This is a tired, dated property badly in need of refurbishment. Scuffed paint, cracks, old carpet in room - some newer in hallways. Hair in shower drain. Thankful this was only an overnight stay. As a Hilton Honors member I wasn’t impressed.
Hotel was less than average at best. The front desk staff seemed bored and uninterested, and the room and common area were not what we expected from a Hilton.
It was convenient to the airport, but not great.

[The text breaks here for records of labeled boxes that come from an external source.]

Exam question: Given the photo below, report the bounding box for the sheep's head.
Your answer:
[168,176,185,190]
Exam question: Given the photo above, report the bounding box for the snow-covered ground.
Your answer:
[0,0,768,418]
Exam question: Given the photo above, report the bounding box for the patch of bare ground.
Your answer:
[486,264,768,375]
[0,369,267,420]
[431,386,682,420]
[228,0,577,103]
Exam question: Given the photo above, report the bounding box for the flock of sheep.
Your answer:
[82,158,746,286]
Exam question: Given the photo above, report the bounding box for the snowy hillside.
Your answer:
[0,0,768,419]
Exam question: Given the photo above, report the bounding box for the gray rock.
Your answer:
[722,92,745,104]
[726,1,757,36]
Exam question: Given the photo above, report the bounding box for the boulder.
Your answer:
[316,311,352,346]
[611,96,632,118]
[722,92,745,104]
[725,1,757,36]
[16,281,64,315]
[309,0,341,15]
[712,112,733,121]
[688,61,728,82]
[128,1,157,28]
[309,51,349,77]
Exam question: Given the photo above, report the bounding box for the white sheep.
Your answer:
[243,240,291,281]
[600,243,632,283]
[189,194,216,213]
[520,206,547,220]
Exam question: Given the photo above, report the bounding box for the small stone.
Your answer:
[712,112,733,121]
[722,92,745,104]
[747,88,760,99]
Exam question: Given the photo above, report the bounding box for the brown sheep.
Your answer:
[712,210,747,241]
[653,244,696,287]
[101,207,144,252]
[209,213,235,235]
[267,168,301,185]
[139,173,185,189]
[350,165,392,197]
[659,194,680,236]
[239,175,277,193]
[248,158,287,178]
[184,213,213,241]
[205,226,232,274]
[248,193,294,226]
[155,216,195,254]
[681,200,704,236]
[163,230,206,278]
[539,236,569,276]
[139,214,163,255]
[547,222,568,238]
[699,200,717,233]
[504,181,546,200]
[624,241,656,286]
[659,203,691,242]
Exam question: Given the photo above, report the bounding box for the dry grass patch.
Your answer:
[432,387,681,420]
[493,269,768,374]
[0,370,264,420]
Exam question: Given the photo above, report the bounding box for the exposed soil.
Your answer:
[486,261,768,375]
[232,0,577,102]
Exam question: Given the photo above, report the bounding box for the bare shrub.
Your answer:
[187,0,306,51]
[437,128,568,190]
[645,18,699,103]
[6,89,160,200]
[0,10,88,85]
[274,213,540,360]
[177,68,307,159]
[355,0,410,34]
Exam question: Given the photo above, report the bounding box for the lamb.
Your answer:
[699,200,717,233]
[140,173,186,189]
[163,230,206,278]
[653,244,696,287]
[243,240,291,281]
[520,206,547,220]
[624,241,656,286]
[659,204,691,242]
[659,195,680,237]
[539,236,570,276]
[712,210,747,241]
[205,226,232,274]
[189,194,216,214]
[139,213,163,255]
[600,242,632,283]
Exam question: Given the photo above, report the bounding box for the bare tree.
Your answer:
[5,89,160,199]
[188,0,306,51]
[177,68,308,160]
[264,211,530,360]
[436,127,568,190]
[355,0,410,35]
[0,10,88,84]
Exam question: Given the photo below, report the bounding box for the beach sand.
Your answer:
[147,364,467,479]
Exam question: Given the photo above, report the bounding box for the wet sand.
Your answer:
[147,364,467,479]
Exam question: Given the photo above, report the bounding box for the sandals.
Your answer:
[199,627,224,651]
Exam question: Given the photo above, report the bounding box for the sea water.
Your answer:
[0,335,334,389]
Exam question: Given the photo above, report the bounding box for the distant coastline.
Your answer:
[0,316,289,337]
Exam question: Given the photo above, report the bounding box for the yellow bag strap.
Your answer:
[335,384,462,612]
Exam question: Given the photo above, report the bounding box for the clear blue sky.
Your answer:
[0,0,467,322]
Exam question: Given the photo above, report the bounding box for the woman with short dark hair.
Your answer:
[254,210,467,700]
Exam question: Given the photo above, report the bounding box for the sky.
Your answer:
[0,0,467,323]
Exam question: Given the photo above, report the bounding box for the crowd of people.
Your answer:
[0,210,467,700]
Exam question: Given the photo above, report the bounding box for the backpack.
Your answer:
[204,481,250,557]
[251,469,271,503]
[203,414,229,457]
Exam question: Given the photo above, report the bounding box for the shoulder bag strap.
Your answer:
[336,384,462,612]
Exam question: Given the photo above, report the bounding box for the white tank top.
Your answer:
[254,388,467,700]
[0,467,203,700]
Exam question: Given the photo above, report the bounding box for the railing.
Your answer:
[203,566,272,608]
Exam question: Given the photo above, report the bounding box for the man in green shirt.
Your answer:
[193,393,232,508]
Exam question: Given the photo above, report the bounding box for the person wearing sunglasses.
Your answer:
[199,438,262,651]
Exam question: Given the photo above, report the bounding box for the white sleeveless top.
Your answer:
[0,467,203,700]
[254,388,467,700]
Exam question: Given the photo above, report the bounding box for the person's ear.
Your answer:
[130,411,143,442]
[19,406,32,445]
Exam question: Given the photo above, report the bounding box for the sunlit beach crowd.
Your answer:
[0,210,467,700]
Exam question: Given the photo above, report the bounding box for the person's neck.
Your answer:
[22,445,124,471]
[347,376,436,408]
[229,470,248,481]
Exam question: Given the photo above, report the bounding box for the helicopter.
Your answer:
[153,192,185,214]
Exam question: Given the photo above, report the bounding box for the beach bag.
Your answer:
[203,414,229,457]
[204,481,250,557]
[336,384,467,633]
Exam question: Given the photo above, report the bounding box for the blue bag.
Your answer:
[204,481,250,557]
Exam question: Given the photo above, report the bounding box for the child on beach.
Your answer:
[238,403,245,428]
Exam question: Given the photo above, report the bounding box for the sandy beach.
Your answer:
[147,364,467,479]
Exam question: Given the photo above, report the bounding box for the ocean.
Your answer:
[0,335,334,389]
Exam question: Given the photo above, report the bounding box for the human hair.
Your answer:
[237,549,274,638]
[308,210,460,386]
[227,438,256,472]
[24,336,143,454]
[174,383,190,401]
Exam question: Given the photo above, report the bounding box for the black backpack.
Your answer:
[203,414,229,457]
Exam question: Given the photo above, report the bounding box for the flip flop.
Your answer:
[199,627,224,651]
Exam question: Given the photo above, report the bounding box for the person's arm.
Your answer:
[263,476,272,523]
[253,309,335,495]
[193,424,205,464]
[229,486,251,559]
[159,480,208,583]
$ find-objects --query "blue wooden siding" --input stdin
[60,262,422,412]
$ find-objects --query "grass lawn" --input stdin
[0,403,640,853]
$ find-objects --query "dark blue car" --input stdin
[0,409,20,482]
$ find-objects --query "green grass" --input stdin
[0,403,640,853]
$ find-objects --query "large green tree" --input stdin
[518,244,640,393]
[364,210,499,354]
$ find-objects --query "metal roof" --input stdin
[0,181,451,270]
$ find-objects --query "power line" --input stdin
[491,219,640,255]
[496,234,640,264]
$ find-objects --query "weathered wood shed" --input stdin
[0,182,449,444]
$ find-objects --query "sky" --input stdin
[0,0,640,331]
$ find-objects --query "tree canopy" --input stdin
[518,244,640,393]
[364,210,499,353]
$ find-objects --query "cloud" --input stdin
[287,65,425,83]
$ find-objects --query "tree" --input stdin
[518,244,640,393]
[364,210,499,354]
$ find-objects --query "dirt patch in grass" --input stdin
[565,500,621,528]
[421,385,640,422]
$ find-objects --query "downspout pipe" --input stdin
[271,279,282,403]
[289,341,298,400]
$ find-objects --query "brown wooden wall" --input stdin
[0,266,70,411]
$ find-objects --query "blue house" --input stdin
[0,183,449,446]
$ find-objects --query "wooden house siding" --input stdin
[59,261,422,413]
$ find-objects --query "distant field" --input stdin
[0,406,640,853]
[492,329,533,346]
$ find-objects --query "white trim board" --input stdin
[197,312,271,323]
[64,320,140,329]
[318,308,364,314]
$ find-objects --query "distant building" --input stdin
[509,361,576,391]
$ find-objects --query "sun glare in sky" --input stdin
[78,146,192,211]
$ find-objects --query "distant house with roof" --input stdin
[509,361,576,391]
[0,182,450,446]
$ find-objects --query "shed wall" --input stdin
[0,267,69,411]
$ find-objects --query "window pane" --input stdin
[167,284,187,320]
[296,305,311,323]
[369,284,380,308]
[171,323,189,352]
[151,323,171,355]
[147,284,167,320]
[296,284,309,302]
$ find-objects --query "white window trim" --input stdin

Room was clean, the staff that we dealt with when we stayed were top of the line, will definitely stay again if I fly out of Tulsa again
Having a shuttle is great and to be able to park your car in their parking lot while traveling is a big plus
The Hilton Garden Inn Promise to "make it right. Guaranteed." is less a guarantee and more a philosophical concept—something to be pondered, but never actually experienced.
My adventure began with a phantom hot tub, prominently featured in online photos but which staff claimed, with a straight face, never existed. Note to management: your photographer has a spectacular imagination.
In the room, the bed had the structural integrity of a half-cooked lasagna, folding me nightly into a human taco. A staffer cheerfully admitted all mattresses were "pretty old." The décor was crime scene chic, complete with cracked tiles and a gouged bathroom door.
Staff interactions were a lottery. Getting a simple trash bag required finding the one employee who hadn't given up hope. At breakfast, my humble request for fries was met by a cook loudly proclaiming, "NO, I'm cooking BREAKFAST right now." Apparently, the potato has a strict morning schedule.
Individually, these are quirks. Combined, they create a truly memorable stay. I'll be permanently returning to the Home2 Suites across the street. I’d rather have fewer promises and a flat bed than a "guarantee" that's a bigger joke than the state of their mattresses.